I take the view that there is a "warmth hierarchy" (an idea I spitballed with other folks in Knative before Matt Moore took it and filled it out a lot).
You have a request or message. You need to process it. The hierarchy runs CPU > Memory > Disk > Cold.
CPU-warm: immediately schedulable by the OS. Order of nanoseconds.
Memory-warm: in-memory but can't be immediately scheduled. Our reference case is processes that have been cgroup frozen. Order of tens of milliseconds.
Disk-warm: the necessary layers are all present on the node which is assigned to launch the process. Order of hundreds of milliseconds.
Cold start: nothing is present on the node which is assigned to launch the process. It will need to fetch some or all layers from a registry. Order of seconds to minutes.
Some of these problems can't be solved by Kubernetes (it doesn't know how to freeze a process), some of them can't be solved by Docker (it doesn't know about other nodes that might have warmer disk caches). Then there's the business of deciding where to route traffic, how to prewarm caches and based on what predictive approach, avoiding siloisation of processes due to feedback loops.
As these are knocked down they will pay dividends for everyone.
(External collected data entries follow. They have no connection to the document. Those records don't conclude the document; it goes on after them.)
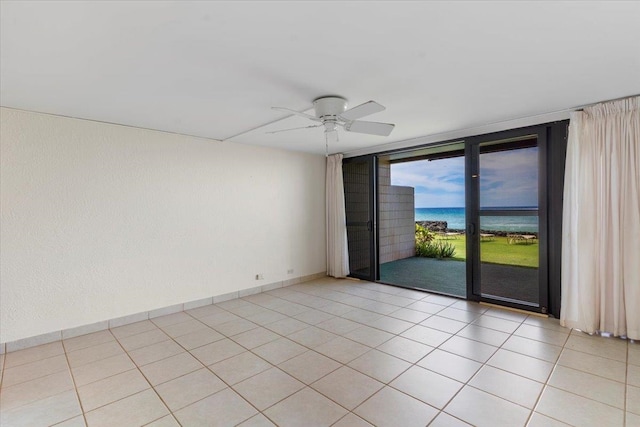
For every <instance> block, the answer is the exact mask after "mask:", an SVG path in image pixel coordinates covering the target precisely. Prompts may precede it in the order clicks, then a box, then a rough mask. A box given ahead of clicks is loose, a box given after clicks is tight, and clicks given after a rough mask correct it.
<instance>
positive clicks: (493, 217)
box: [471, 134, 547, 312]
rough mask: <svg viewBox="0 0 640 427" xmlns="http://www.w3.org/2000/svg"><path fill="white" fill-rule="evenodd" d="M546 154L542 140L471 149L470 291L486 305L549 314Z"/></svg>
mask: <svg viewBox="0 0 640 427" xmlns="http://www.w3.org/2000/svg"><path fill="white" fill-rule="evenodd" d="M544 148H545V146H544V136H543V135H540V134H533V135H524V136H520V137H515V138H512V139H508V140H502V141H477V142H476V143H475V144H473V147H472V151H473V161H472V165H471V166H472V178H473V180H474V181H473V188H474V190H475V191H474V193H475V194H474V196H475V197H473V199H474V200H473V202H474V203H473V204H474V206H473V208H472V214H471V222H472V223H473V224H474V225H475V227H472V229H476V230H477V232H475V233H473V237H472V239H473V243H474V244H473V248H474V251H473V252H475V256H474V257H473V258H474V261H473V271H474V274H473V286H472V288H473V294H474V295H476V297H479V298H480V299H482V300H488V301H493V302H501V303H507V304H508V305H513V306H515V307H521V308H528V309H534V310H537V311H543V312H544V311H546V305H547V304H546V275H545V274H544V273H543V272H542V271H541V268H540V267H541V266H540V259H541V257H540V248H541V244H544V238H545V236H544V235H543V234H544V233H541V231H543V230H541V227H540V225H541V224H540V218H541V217H544V216H543V215H542V211H543V210H544V207H545V206H544V203H542V204H541V203H540V201H541V200H542V199H541V197H540V193H541V192H540V188H544V187H543V186H542V184H543V182H542V181H543V180H542V179H541V176H543V174H541V171H540V165H541V164H542V162H541V161H540V159H541V158H542V153H541V151H542V150H544ZM541 208H542V209H541Z"/></svg>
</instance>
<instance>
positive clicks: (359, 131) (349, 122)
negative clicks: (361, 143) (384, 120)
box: [344, 120, 396, 136]
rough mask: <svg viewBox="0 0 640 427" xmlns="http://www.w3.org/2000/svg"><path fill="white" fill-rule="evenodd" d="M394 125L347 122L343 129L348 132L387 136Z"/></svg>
mask: <svg viewBox="0 0 640 427" xmlns="http://www.w3.org/2000/svg"><path fill="white" fill-rule="evenodd" d="M395 126H396V125H392V124H391V123H379V122H364V121H361V120H356V121H353V122H347V123H345V125H344V129H345V130H346V131H349V132H357V133H366V134H369V135H379V136H389V134H390V133H391V131H392V130H393V128H394V127H395Z"/></svg>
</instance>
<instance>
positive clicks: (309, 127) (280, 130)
mask: <svg viewBox="0 0 640 427" xmlns="http://www.w3.org/2000/svg"><path fill="white" fill-rule="evenodd" d="M320 126H322V125H311V126H302V127H299V128H291V129H280V130H272V131H271V132H265V133H280V132H289V131H290V130H298V129H309V128H319V127H320Z"/></svg>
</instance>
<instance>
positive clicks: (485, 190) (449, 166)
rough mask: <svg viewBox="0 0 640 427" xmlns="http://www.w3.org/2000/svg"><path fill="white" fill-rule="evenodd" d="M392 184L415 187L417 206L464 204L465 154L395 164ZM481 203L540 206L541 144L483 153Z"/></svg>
mask: <svg viewBox="0 0 640 427" xmlns="http://www.w3.org/2000/svg"><path fill="white" fill-rule="evenodd" d="M391 184H392V185H402V186H408V187H413V188H415V205H416V207H417V208H457V207H464V191H465V189H464V157H456V158H452V159H442V160H434V161H428V160H420V161H417V162H407V163H397V164H393V165H391ZM480 204H481V206H483V207H495V206H501V207H504V206H512V207H523V206H537V204H538V149H537V147H533V148H525V149H520V150H511V151H500V152H496V153H485V154H482V155H481V156H480Z"/></svg>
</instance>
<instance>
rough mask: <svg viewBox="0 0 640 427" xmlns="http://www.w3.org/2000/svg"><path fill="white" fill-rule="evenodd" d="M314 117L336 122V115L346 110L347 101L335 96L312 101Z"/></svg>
mask: <svg viewBox="0 0 640 427" xmlns="http://www.w3.org/2000/svg"><path fill="white" fill-rule="evenodd" d="M313 107H314V109H315V111H316V117H317V118H319V119H322V120H323V121H324V120H332V121H336V120H337V118H338V115H340V114H342V113H344V112H345V111H346V109H347V100H346V99H344V98H340V97H337V96H325V97H322V98H318V99H316V100H315V101H313Z"/></svg>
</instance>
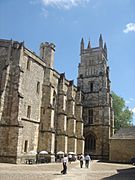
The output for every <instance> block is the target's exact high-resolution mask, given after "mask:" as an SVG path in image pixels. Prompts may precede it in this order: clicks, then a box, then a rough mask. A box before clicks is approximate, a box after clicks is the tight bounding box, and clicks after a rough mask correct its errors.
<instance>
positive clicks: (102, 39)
mask: <svg viewBox="0 0 135 180" xmlns="http://www.w3.org/2000/svg"><path fill="white" fill-rule="evenodd" d="M99 47H101V48H103V38H102V34H100V37H99Z"/></svg>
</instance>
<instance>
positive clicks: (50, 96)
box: [0, 40, 84, 163]
mask: <svg viewBox="0 0 135 180" xmlns="http://www.w3.org/2000/svg"><path fill="white" fill-rule="evenodd" d="M54 51H55V46H54V45H53V44H51V43H42V44H41V46H40V57H38V56H37V55H35V54H34V53H32V52H31V51H30V50H28V49H27V48H26V47H25V46H24V44H23V43H19V42H16V41H12V40H11V41H9V40H0V162H11V163H20V162H23V161H24V159H25V156H26V155H27V154H28V153H29V152H30V151H37V152H40V151H42V150H46V151H48V152H49V155H50V157H51V161H54V160H55V154H56V153H57V152H58V151H64V152H65V153H68V152H69V151H73V152H75V154H81V153H83V152H84V137H83V120H82V104H81V101H82V99H81V98H82V93H81V91H80V90H79V89H78V88H77V87H76V86H75V85H74V84H73V81H68V80H67V79H66V78H65V74H59V73H58V72H57V71H56V70H54V68H53V63H54Z"/></svg>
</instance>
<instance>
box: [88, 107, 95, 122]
mask: <svg viewBox="0 0 135 180" xmlns="http://www.w3.org/2000/svg"><path fill="white" fill-rule="evenodd" d="M93 119H94V118H93V109H89V110H88V124H93Z"/></svg>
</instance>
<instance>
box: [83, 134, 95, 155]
mask: <svg viewBox="0 0 135 180" xmlns="http://www.w3.org/2000/svg"><path fill="white" fill-rule="evenodd" d="M95 150H96V137H95V136H94V135H93V134H89V135H87V136H86V137H85V152H86V153H91V152H94V151H95Z"/></svg>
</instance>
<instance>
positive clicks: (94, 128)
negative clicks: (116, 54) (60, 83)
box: [77, 35, 114, 159]
mask: <svg viewBox="0 0 135 180" xmlns="http://www.w3.org/2000/svg"><path fill="white" fill-rule="evenodd" d="M80 57H81V62H80V63H79V67H78V82H77V83H78V86H79V87H80V89H81V90H82V92H83V95H84V98H83V120H84V137H85V153H89V154H90V155H91V156H92V157H93V158H97V159H108V156H109V138H110V136H111V135H112V134H113V121H114V120H113V119H114V118H113V110H112V97H111V94H110V80H109V67H108V65H107V47H106V43H103V39H102V35H100V38H99V46H98V47H94V48H92V47H91V43H90V40H89V42H88V46H87V48H85V46H84V40H83V39H82V41H81V46H80Z"/></svg>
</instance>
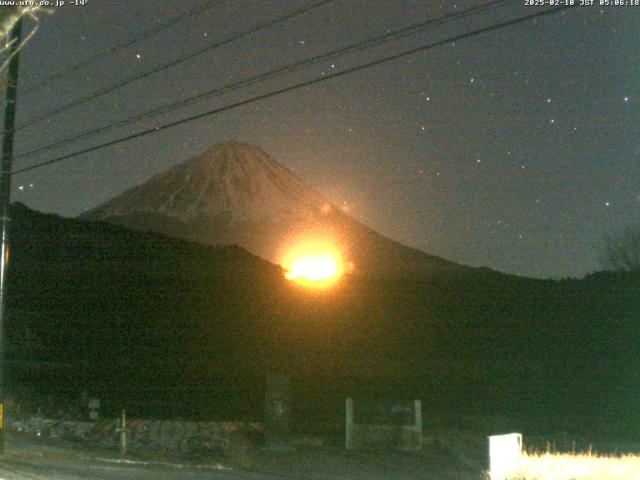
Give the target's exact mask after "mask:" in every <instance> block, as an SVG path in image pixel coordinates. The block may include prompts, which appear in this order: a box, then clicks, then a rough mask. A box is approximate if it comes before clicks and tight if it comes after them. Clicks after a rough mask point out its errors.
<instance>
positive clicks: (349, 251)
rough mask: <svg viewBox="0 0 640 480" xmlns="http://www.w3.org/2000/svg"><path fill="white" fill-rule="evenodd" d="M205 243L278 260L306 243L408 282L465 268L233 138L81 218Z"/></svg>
mask: <svg viewBox="0 0 640 480" xmlns="http://www.w3.org/2000/svg"><path fill="white" fill-rule="evenodd" d="M80 218H82V219H85V220H94V221H95V220H98V221H107V222H110V223H116V224H119V225H123V226H125V227H127V228H130V229H133V230H139V231H151V232H157V233H162V234H164V235H168V236H171V237H176V238H182V239H186V240H191V241H196V242H199V243H203V244H206V245H230V244H235V245H239V246H241V247H243V248H245V249H247V250H248V251H250V252H251V253H253V254H255V255H258V256H261V257H263V258H265V259H267V260H270V261H272V262H274V263H283V260H284V259H285V257H286V255H287V254H288V252H291V249H292V248H296V247H298V246H299V245H301V244H305V243H310V242H312V243H313V242H321V243H324V244H330V245H331V246H332V247H335V249H337V250H338V251H340V252H341V255H342V258H343V260H344V261H345V262H346V263H347V264H348V265H350V266H352V267H353V272H357V273H359V274H363V275H374V276H384V277H406V276H413V275H422V274H430V273H434V272H442V271H460V269H465V268H466V267H462V266H460V265H457V264H455V263H453V262H449V261H447V260H444V259H442V258H439V257H435V256H432V255H428V254H426V253H424V252H421V251H419V250H416V249H413V248H410V247H407V246H405V245H402V244H400V243H398V242H395V241H393V240H391V239H388V238H386V237H384V236H382V235H380V234H379V233H377V232H375V231H373V230H371V229H370V228H368V227H367V226H365V225H363V224H361V223H360V222H358V221H356V220H354V219H353V218H351V217H350V216H348V215H346V214H345V213H343V212H342V211H340V209H338V208H336V207H335V206H334V205H332V204H331V203H330V202H329V201H328V200H327V199H326V198H325V197H323V196H322V195H321V194H320V193H319V192H318V191H317V190H315V189H314V188H313V187H311V186H309V185H307V184H306V183H305V182H303V181H302V180H301V179H300V178H298V177H297V176H296V175H295V174H294V173H292V172H291V171H290V170H288V169H287V168H286V167H284V166H283V165H281V164H280V163H278V162H277V161H276V160H274V159H273V158H271V157H270V156H269V155H267V154H266V153H265V152H263V151H262V150H261V149H259V148H257V147H254V146H251V145H246V144H241V143H237V142H234V141H229V142H225V143H221V144H218V145H216V146H215V147H213V148H212V149H211V150H209V151H207V152H205V153H204V154H202V155H200V156H198V157H195V158H193V159H191V160H188V161H186V162H184V163H182V164H180V165H177V166H175V167H173V168H171V169H169V170H167V171H166V172H164V173H161V174H159V175H157V176H155V177H153V178H151V179H150V180H148V181H147V182H145V183H143V184H141V185H139V186H137V187H134V188H132V189H130V190H128V191H126V192H124V193H122V194H120V195H118V196H116V197H115V198H113V199H112V200H109V201H107V202H106V203H104V204H102V205H99V206H98V207H96V208H94V209H92V210H90V211H88V212H86V213H84V214H83V215H81V217H80Z"/></svg>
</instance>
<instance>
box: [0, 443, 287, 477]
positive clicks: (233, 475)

The main things are optimizations around pre-allocating network namespaces, we've built some experimental code to skirt around this https://github.com/fnproject/fn/blob/master/api/agent/driver... (which can be configured & tested) and we're testing approaches like this to attempt to get start times down to as low as we can. <100ms still seems like a lofty goal at this point, but this is becoming a pain point for various FaaS platforms that are container based and some optimization work should come out of all this. A few layers up, it's a little easier to speed things when throughput increases for a given function, but devs do seem to want the 0->1 case to be almost as fast as the 'hot' case so we FaaS people need to answer this better in general, it isn't something we want users to have to think about!